Head of Zeus Ltd. h/b. £20.

Reviewed by Elloise Hopkins.

The front cover for The Gauntlet and the Burning Blade. The front cover is white with a burning sword running down the middle. The title is laid over the blade.

Janos, the Salt-Man, is dead, slain at the hand of Verratim’s deputy. She has taken his place and has old scores of her own to settle. Yselda and cadet Cuss, like others, survived the journey to the Blue Wolf Mountains with much of the tale written on their bodies. Anshuka had been saved, Ashbringer the Orubor slaying the demon that tried to end a god. Now she is tasked with destroying the skein-mage.

Elsewhere, horrifying realities abound. The dagger that they say can kill a god is missing, fallen into the wrong hands. Whitestaffs are becoming a terrifying rarity, and there are rumours that Tullen One-Eye is alive. Children with the ability to touch the skein are being taken for torture, death or worse, corruption. Floré’s own daughter is no exception. Will she be able to find a cure, or is it too late for them all?

The Gauntlet and the Burning Blade, the second in Green’s Rotstorm series, opens with an invaluable recap covering the events of book one, cleverly written in that it immediately immerses the reader back into this world of goblins, sinister magic and looming danger. There are slight echoes here of Chris Wooding’s The Braided Path – the unwavering deeds and desires of Floré’s foes have a similar level of menace and lack of morality.

This second book expands the world we encountered in the first. Along with this, the cast of point-of-view characters is larger. For this reader, it felt very much as it is – the middle of a trilogy. It has a lot of ground to cover, questions to answer and an awful lot of staging to set up for the finale. It delivers a solid fantasy with classic creatures, magic users and warriors and can be praised for placing female characters so strongly on the page.   

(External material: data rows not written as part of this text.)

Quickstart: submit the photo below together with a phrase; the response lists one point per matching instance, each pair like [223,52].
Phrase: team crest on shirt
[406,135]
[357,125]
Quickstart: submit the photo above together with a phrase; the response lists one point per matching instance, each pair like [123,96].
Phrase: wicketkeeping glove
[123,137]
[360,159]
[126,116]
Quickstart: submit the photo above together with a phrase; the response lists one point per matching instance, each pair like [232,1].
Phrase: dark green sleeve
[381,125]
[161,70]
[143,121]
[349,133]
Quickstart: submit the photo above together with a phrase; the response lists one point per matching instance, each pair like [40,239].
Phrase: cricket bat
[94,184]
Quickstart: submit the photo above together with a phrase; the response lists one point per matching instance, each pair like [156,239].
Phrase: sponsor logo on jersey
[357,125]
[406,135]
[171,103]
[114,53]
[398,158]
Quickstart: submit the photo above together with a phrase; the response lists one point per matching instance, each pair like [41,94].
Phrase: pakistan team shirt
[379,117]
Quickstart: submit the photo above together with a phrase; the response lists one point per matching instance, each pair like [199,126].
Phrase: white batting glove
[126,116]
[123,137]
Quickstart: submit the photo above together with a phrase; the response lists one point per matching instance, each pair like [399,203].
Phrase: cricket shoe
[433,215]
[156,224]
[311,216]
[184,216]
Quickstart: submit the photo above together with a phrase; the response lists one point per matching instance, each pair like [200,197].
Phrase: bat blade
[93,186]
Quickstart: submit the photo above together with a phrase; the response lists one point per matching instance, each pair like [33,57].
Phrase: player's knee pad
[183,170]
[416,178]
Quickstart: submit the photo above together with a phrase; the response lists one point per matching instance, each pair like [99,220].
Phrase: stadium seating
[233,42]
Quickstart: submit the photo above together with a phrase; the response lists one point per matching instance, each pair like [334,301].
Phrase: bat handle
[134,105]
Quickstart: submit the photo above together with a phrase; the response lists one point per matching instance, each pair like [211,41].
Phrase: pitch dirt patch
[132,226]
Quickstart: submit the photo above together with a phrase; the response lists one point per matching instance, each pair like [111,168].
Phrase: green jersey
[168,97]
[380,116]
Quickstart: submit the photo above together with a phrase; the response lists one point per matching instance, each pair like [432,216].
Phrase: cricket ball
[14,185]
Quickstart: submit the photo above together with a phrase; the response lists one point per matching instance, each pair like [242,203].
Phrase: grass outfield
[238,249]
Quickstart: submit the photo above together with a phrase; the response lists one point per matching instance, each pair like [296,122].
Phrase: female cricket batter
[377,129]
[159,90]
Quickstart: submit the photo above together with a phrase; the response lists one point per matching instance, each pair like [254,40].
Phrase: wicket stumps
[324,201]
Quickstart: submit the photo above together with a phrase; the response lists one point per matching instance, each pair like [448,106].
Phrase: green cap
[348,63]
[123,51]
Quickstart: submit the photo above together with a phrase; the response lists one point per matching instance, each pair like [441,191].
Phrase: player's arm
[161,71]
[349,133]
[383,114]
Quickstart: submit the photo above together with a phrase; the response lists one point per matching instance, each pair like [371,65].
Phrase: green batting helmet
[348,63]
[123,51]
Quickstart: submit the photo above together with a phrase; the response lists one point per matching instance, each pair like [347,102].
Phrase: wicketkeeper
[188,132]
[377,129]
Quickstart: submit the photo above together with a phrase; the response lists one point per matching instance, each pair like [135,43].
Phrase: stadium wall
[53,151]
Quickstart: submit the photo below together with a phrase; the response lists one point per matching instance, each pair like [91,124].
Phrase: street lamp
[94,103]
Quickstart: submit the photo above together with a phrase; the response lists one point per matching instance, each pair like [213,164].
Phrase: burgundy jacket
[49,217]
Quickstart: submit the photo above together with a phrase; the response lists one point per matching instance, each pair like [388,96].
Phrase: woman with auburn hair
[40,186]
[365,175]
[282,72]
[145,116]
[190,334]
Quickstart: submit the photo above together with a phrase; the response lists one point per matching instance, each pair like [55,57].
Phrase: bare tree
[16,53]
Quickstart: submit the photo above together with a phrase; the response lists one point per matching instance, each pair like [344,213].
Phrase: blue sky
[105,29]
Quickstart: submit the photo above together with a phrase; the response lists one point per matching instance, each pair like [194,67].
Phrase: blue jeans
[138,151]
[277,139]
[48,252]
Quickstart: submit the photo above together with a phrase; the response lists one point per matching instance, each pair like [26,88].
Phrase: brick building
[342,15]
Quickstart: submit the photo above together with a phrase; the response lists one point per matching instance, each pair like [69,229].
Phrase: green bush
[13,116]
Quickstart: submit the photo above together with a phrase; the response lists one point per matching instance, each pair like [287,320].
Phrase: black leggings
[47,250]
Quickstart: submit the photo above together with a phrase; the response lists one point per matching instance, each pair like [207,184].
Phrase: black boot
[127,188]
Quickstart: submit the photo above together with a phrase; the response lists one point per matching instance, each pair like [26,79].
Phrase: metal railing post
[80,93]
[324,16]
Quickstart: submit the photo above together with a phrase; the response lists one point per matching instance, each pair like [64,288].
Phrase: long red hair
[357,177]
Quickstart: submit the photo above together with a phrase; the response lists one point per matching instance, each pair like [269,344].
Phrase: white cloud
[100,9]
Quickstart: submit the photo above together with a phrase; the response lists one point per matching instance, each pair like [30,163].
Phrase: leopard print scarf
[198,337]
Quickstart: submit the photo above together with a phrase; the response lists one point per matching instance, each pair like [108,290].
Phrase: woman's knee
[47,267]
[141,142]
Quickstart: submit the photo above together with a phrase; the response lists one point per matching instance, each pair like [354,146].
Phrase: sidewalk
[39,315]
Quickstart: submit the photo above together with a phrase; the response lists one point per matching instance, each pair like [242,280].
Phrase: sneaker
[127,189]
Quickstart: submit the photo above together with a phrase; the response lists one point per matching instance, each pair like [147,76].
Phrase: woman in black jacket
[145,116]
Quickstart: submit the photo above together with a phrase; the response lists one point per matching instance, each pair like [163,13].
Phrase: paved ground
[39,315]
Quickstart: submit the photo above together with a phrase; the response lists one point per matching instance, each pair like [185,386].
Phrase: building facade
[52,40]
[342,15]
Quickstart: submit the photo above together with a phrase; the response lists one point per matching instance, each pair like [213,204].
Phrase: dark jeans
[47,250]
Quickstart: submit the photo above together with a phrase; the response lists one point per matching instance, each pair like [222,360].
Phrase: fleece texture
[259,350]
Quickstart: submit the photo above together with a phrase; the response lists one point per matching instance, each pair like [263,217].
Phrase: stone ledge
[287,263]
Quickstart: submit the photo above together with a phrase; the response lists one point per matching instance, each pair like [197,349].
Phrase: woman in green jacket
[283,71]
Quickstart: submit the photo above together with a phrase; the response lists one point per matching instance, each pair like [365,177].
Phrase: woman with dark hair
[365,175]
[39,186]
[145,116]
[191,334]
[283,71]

Action and urgency kick in from the start; however, the relentless pace does, at times, compromise on the emotional connection between characters. The relationships are understood but not quite felt by the reader. Some more time spent building in details of the characters’ more distant pasts would perhaps be desirable for some, though those who enjoy an action-crammed page-turner will be satisfied.